Previously on “The Secret History of Vermont”

Introduction
Part 2
Part 3
Part 4
Part 5

Chapter 5: Going Uphill in Both Directions

The tendency for non-horizontal surfaces to always slant upwards is a peculiarity of Vermont terrain that has been alluded to from time to time in this book. In Vermont when a grandfather tells a grandson, “Sonny, when I was your age I had to walk to school every day and it was uphill both ways.” the grandchild rolls his eyes, not because he’s being fed another line, but because Grampy is again belaboring the obvious.

How is this possible? The answer involves quantum mechanics, the properties of subatomic particles, potentially dead cats, and the Burlington Free Press. In the ivory tower world of academia there are currently only five people with the intellect required to comprehend the situation. Fortunately there are no ivory towers in Vermont so the rest of us should have no problem with it.

In quantum mechanic circles it is a rule of thumb that all possible states exist until the probability wave function is collapsed by an observer and one of the states gets cruelly singled out by the rest to join the other unhappy states that comprise reality. The classic demonstration of this is called “Schrodinger’s Cat” which is a thought experiment in which one puts a cat into a closed box along with a vial of poisonous gas and a mechanism that has a random 50-50 chance of breaking the vial in a certain time, say one hour. Do this and wait for an hour. What do you get?

The obvious answer is that you get a lawsuit from the S.P.C.A. In the ivory tower world of academia however what you get is a cat that is both dead and alive at the same time until you open the box. By opening the box and looking inside you “collapse the probability wave function” and get either a dead cat and a lungful of poisonous gas, or a compact mass of muscles, teeth, and claws trying to impress upon you its opinion on being locked up in a box for an hour.

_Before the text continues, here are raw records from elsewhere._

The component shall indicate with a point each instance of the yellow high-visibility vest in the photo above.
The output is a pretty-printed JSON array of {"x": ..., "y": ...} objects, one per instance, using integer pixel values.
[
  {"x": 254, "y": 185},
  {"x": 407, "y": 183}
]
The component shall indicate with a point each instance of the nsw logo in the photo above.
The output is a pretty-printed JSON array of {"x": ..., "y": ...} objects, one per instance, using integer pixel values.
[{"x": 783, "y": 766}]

The point being that the cat is neither dead nor alive before you open the lid and observe what’s inside. The cat is in a weird state of being both at the same time.

A critical factor of the experiment is the random mechanism that may or may not break the vial of poisonous gas. For the experiment to work right in the quantum mechanical sense the random mechanism has to be really random. The classic random mechanism uses a radioactive atom as a trigger. If the radioactive atom decays within its half-life then the cat dies too, otherwise the cat lives on and can be reused in the next experiment.

Weird quantum mechanical effects, like both sides of an either-or situation being true at the same time, are generally only observed at the atomic and subatomic level because they require random events that usually only exist at the atomic and subatomic level. In Vermont however there is a macroscopic random process of such a large magnitude that quantum effects become a fact of everyday life. That process is the Burlington Free Press weather forecast.

Every day the Burlington Free Press prints a weather forecast. Every day thousands of people in Vermont buy the Burlington Free Press and read the weather forecast. Every day the weather forecast in the Burlington Free Press has absolutely no correlation to the weather that day. The number of people who daily observe the completely random process of the Burlington Free Press weather forecast vis-a-vis the actual weather creates an incredible quantum mechanical stress that is discharged into the ground like lightning. As a result the ground in Vermont has some surprising properties.

Obviously not all locales in Vermont have the “uphill both ways” property otherwise Vermont ski resorts would have a much more difficult advertising job to do. Quantum mechanics (the people, not the theory) guess that this is because there are enough foreign skiers who don’t read the Burlington Free Press to dilute the effect. Otherwise it is readily observed that, “On average, any given route in Vermont goes uphill.” This is because when one sets out to go somewhere in Vermont all possible route-states exist at the same time. When one decides where to go and how to get there the probability wave function collapses and the second most improbable route-state is chosen: A route-state that goes uphill even if one went uphill to get where one happens to be and is now going back.

It is the second law of thermodynamics, “There’s no such thing as a free lunch.” that prevents routes from going downhill in both directions.

There are other effects of the quantum imbalance in Vermont. One is that despite the fact there are a finite number of miles of interstate highway in Vermont, repaving the interstate highway is an infinitely long process. Another is that regardless how low the min-max thermometer at the author’s cabin indicates, the next day at breakfast there’s someone at the Town Restaurant who claims that it was colder at his or her house that night.